共感性が低いほど、簡単に自己決定ができ、人を支配し・罵倒し、罵倒することによって周りを自分にひきつける。周りの人たちはまじめで几帳面だが小心者が多い。まわりの小心者も笠を求めて自己愛的人物の下にいるが、それによって心が壊れるほどの被害を受けることは良く見られる。
日本では事なかれ主義でモラハラをうまく行きぬくことが「モラル」になっているが、これはモラルではなく不道徳である。
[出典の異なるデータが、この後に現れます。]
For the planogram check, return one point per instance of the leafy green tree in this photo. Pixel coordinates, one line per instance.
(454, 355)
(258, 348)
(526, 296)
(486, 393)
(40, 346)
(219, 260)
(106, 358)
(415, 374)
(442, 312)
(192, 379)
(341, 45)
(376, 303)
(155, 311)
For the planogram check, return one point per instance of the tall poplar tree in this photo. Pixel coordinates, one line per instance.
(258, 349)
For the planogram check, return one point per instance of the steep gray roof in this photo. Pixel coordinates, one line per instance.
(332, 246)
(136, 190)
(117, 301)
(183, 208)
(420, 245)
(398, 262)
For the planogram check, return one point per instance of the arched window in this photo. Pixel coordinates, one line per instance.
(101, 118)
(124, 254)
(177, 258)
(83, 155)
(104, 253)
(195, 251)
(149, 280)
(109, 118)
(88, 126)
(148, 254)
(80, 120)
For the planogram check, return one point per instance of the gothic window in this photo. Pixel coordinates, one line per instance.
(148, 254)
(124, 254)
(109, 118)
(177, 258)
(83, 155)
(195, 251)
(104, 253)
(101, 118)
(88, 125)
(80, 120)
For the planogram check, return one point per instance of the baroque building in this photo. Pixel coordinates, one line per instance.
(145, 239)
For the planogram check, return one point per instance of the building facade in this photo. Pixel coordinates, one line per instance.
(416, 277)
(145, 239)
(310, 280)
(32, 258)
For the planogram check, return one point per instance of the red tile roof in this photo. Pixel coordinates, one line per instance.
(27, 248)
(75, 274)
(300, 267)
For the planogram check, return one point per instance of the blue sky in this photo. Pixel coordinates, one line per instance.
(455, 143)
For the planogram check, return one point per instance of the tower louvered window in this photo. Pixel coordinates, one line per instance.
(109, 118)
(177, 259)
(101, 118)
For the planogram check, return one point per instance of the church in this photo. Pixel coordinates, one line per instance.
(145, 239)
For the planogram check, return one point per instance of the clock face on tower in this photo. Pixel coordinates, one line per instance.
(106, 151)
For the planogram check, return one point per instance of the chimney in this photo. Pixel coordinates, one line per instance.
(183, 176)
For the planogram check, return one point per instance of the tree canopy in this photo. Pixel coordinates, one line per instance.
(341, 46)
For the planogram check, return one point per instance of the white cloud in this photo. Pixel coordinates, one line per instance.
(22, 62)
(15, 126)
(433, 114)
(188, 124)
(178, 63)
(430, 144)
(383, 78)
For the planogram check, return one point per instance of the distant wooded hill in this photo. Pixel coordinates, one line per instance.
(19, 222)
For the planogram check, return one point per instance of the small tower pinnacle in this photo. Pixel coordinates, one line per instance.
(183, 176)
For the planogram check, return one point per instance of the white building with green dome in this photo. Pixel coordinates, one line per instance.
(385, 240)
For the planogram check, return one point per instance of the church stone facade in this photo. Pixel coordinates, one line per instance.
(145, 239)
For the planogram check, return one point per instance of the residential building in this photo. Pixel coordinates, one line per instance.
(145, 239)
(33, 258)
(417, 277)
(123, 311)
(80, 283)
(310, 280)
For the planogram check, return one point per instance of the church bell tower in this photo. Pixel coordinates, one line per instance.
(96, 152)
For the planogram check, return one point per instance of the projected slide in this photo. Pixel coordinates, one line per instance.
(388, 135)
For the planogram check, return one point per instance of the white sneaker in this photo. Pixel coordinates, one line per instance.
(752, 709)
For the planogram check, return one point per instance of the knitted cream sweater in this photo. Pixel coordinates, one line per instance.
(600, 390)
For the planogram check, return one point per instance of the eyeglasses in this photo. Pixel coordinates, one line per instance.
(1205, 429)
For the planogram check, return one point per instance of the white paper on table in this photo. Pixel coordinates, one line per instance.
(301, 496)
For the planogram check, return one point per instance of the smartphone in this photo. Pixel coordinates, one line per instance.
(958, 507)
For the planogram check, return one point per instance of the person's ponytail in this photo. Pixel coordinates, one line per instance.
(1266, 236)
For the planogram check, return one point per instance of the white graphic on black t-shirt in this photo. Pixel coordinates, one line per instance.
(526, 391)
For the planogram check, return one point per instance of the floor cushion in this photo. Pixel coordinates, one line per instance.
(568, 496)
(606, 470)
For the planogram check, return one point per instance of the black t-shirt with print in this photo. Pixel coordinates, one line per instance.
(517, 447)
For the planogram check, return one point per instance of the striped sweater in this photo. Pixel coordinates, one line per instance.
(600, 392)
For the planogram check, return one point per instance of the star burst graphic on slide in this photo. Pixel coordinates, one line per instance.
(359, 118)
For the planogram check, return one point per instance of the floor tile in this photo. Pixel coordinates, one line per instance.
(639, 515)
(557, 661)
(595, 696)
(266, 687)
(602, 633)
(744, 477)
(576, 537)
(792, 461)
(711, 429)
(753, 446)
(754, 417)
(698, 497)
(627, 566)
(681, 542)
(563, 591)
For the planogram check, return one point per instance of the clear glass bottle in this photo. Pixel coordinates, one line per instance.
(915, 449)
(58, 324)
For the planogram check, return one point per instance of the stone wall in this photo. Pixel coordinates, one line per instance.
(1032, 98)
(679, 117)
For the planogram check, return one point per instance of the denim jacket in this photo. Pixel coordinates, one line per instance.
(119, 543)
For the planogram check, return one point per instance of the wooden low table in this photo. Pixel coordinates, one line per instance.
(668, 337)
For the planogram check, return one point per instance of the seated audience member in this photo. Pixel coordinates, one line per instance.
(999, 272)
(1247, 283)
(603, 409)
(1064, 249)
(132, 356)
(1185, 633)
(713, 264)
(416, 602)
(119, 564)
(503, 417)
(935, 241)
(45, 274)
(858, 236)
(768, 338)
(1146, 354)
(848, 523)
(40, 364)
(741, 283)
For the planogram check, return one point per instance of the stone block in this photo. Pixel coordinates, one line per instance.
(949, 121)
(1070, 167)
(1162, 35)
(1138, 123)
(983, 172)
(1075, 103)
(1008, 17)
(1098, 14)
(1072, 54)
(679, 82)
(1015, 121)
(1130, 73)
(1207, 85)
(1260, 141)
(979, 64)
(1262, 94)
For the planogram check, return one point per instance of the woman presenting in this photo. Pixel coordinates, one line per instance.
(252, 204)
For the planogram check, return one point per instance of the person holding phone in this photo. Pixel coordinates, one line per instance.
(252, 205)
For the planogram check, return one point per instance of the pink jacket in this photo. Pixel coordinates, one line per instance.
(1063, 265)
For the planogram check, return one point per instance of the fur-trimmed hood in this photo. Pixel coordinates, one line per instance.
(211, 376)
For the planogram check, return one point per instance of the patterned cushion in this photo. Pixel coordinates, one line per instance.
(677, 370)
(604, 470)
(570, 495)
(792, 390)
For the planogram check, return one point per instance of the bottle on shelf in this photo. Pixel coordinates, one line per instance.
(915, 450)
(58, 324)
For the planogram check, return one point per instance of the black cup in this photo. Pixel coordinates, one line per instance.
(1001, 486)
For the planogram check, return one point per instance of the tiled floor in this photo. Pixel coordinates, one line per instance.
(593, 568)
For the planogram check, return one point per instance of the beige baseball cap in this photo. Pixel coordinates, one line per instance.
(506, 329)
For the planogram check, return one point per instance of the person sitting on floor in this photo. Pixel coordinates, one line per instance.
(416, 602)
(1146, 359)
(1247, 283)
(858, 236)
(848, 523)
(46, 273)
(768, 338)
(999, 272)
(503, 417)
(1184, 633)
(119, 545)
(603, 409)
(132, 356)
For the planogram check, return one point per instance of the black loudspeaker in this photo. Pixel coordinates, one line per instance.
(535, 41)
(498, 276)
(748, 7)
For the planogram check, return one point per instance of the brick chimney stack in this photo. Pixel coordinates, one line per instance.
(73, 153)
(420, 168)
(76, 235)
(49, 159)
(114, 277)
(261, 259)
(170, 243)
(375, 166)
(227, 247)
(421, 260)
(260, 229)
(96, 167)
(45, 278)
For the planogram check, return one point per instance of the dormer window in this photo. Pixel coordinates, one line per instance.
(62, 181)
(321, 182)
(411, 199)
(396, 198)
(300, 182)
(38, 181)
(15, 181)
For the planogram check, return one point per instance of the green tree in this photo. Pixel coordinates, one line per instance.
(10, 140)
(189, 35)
〔政治家の〕選挙の時の平然と一般民衆に頭を下げる姿と、選挙後の堂々と彼らをひれ伏せさせる姿はまったく逆転した姿であり、その姿を平然と駆使できるということは、無神経であり、共感性の欠如であり、権力欲と人を操作する見事な術をわきまえている、〔自己愛的人格である〕。

自己愛性人格と犯罪

ロバート・ヘアーによるチェックリストの抜粋

1. 口が達者であること
2. 自分の価値について、誇大的な価値を持っていること
4. 病的なウソをつくこと
5. 人を操作すること
6. 思いやりや罪悪感が欠如していること
8. 共感性が欠如していて思いやりがないこと
9. 寄生虫のような生活スタイルをしていること
15. 責任性がないこと
16. 自分の行動のために責任を受け入れることに失敗してしまうこと
19. 条件付の自由を破るということ
20. 犯罪面ではきわめて多彩であること


町沢氏コメント

日本の権力者や政治家の特徴は、犯罪的な性格と幾分ダブっていることにわれわれは驚かされるものである。

貨幣の力と自己愛性人格

町沢氏は「はじめに」にかかわらず、こうした力の序列を民主主義に対立する(事なかれ主義などに温存された)「封建体制」に求めている。
私は氏が「はじめに」で触れたように、「競争社会」「成果主義」そして「拝金主義」も自己愛性人格を増やし・増強しているしているように思う。